Das Wichtigste zuerst, das auch gar nichts mit Musik zu tun hat: Sufjan Stevens erklärte kürzlich seine Abwesenheit im Promo-Zyklus zu seinem neuen Album „Javelin“ damit, dass er im Krankenhaus sei. Im August litt der Sänger plötzlich unter Lähmungen und tauben Gliedmaßen. Die Diagnose: Guillain-Barré-Syndrom, eine seltene Autoimmunerkrankung, die das Nervensystem angreift.
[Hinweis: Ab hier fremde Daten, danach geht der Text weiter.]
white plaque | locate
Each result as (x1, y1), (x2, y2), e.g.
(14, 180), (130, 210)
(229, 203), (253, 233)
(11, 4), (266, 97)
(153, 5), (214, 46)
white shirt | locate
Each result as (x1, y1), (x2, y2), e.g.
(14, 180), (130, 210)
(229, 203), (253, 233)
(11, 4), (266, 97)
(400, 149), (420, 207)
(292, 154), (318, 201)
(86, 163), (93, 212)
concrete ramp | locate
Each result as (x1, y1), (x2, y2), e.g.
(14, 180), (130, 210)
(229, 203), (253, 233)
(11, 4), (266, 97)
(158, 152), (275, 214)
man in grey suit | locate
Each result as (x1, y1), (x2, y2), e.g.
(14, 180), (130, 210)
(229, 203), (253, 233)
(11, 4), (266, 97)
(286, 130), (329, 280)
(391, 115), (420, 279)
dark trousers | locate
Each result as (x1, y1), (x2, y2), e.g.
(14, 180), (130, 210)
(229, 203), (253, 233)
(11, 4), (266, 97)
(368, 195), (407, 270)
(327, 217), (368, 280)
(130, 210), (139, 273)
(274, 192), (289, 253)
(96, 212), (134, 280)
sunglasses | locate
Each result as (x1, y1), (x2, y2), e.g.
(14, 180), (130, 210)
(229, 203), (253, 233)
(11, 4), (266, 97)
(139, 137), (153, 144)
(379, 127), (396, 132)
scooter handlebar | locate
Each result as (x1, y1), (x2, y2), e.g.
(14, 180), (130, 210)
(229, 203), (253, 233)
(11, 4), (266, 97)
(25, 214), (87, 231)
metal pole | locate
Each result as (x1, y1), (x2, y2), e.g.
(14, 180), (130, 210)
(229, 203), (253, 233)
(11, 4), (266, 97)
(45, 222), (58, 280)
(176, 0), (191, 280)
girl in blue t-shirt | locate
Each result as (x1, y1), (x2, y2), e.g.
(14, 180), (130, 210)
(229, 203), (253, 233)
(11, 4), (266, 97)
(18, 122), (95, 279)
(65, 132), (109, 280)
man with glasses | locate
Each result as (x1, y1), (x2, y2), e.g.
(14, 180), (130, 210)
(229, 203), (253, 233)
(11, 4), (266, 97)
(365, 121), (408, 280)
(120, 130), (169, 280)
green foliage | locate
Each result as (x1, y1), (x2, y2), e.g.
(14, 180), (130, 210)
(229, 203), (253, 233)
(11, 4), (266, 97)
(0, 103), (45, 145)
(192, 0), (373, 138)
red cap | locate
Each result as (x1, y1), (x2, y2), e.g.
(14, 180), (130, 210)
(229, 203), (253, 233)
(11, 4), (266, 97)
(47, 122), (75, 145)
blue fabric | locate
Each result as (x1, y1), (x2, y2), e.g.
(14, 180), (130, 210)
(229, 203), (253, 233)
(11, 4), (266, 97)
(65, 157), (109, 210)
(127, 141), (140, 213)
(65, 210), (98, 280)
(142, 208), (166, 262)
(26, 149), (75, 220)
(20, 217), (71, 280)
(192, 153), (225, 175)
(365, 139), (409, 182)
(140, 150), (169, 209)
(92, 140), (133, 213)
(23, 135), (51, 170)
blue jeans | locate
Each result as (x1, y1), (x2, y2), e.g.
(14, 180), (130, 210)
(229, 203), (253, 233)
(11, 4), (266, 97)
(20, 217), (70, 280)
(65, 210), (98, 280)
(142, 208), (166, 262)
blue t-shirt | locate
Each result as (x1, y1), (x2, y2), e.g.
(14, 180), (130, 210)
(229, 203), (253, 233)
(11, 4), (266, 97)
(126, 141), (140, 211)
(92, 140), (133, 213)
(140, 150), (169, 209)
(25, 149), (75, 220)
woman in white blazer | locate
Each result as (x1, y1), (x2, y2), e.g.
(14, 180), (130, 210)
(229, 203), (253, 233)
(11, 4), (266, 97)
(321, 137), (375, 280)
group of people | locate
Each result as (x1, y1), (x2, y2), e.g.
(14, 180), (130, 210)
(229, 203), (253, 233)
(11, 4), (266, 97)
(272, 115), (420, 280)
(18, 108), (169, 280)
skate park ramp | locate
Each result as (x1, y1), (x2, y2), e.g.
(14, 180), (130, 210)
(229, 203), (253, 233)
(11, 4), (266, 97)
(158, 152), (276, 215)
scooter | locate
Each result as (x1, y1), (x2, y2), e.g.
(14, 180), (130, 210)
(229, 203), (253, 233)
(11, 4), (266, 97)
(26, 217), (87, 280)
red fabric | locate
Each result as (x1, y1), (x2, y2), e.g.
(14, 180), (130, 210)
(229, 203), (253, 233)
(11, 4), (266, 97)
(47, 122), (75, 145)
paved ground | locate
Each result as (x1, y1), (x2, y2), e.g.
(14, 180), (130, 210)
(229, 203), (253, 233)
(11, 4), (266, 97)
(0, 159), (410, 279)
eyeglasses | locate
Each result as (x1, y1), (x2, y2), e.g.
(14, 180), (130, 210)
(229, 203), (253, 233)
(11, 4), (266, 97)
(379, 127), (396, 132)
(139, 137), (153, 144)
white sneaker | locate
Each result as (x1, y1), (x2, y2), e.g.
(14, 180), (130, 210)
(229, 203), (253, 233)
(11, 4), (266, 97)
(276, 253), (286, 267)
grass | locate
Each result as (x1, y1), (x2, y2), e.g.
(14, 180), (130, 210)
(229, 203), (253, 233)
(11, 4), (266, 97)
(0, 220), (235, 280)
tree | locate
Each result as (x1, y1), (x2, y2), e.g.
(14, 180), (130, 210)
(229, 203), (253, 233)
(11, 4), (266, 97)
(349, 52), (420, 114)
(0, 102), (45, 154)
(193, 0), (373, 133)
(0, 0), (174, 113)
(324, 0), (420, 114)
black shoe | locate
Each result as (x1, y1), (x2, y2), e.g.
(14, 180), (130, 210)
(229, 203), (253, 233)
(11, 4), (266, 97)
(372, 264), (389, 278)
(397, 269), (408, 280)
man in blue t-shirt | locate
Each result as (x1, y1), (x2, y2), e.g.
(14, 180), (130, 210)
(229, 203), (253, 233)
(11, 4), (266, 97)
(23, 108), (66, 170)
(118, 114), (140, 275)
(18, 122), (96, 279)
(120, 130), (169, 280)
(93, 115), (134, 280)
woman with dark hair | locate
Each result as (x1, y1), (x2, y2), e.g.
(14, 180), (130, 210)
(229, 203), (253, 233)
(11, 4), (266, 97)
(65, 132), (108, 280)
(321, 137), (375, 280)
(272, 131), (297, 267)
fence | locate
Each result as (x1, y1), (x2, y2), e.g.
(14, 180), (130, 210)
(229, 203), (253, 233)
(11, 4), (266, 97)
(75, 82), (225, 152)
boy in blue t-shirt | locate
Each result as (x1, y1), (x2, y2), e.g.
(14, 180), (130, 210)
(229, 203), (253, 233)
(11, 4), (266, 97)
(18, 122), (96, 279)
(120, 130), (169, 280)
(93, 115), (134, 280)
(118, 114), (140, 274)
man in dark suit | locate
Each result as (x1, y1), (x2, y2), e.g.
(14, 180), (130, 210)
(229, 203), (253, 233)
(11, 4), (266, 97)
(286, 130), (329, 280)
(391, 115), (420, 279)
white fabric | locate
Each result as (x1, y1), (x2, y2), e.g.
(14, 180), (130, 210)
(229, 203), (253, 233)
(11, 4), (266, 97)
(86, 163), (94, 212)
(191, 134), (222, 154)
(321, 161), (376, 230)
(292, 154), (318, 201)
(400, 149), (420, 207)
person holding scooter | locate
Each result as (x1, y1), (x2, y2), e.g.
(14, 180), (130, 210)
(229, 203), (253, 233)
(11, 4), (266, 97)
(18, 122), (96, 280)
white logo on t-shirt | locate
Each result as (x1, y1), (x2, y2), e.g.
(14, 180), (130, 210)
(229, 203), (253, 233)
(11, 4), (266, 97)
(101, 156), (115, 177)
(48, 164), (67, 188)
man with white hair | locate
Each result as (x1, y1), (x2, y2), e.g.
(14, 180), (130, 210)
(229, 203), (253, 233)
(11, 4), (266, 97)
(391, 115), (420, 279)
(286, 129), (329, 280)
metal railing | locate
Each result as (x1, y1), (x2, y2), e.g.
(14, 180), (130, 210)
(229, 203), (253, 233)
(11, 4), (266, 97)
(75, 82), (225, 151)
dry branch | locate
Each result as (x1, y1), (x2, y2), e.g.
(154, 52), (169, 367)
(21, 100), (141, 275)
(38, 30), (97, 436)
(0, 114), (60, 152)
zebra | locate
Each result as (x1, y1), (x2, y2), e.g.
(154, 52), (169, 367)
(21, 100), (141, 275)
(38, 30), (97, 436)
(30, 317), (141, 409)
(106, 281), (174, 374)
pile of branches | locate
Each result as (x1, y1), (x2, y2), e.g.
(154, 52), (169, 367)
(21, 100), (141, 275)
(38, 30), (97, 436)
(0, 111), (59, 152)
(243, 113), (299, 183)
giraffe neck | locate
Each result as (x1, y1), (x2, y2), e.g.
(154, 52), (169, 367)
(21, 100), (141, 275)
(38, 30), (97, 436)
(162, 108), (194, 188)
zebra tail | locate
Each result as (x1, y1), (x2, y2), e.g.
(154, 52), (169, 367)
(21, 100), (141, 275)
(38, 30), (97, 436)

Einige Zeit stand es schlecht um den Singer/Songwriter, denn die Krankheit drohte sich auf die Lungen auszubreiten. Mittlerweile ist das Gröbste jedoch überstanden und Stevens berichtet in seinem Blog aus seinem Therapiealltag, den er wohl noch für einige Monate beibehalten muss, um mondäne Dinge wie eigenständiges Gehen neu zu lernen.

Momentan heißt das konkret: Die Veröffentlichung von „Javelin“ bekommt er nur vom Krankenbett aus mit. Das Album ist die erste richtige und eigene Studioplatte seit „The Ascension“ von 2020, wenn man Besonderheiten wie das zyklische Fünffachalbum „Convocations“ rauslässt.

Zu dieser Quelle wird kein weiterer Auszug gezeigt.